Article contents
OncoViz USA: ML-Driven Insights into Cancer Incidence, Mortality, and ScreeningDisparities
Abstract
Cancer incidence and mortality in the United States have shown overall improvement in recent decades, yet not all populations and regions have benefited equally. We present OncoViz USA, a comprehensive analysis integrating public datasets from 2010 to 2020 to uncover factors underlying the rising cancer burden and lagging screening rates. Using national cancer registries (CDC USCS) alongside data on screening (BRFSS), social determinants (ACS), and healthcare access (HRSA), we applied machine learning models (gradient boosting and random forests) to identify key predictors of high cancer incidence/mortality and low screening uptake.

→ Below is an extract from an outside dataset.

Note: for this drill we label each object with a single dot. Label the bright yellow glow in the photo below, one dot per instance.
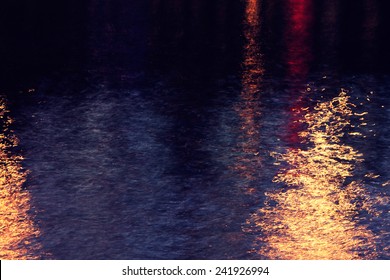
(313, 218)
(16, 228)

Model explainability tools (SHAP values) highlighted the contributions of demographics, socioeconomic status, health behaviors, and healthcare access to geographic disparities. We further conducted time-series forecasting (Prophet/ARIMA) to project short-term cancer trends and spatial analyses (Moran’s I and cluster detection) to identify high-risk “hotspots.” Our results indicate that socioeconomic and healthcare-access variables, including poverty, educational attainment, insurance coverage, and provider availability, are the strongest drivers of persistent cancer disparities, alongside behavioral factors such as smoking. Areas with increasing cancer death rates or poor screening uptake clustered in economically disadvantaged and rural regions. The findings provide data-driven insight into where targeted screening and prevention efforts are most urgently needed. The OncoViz USA approach demonstrates the power of machine learning and multi-source data integration to inform public health strategies aimed at achieving equitable cancer outcomes.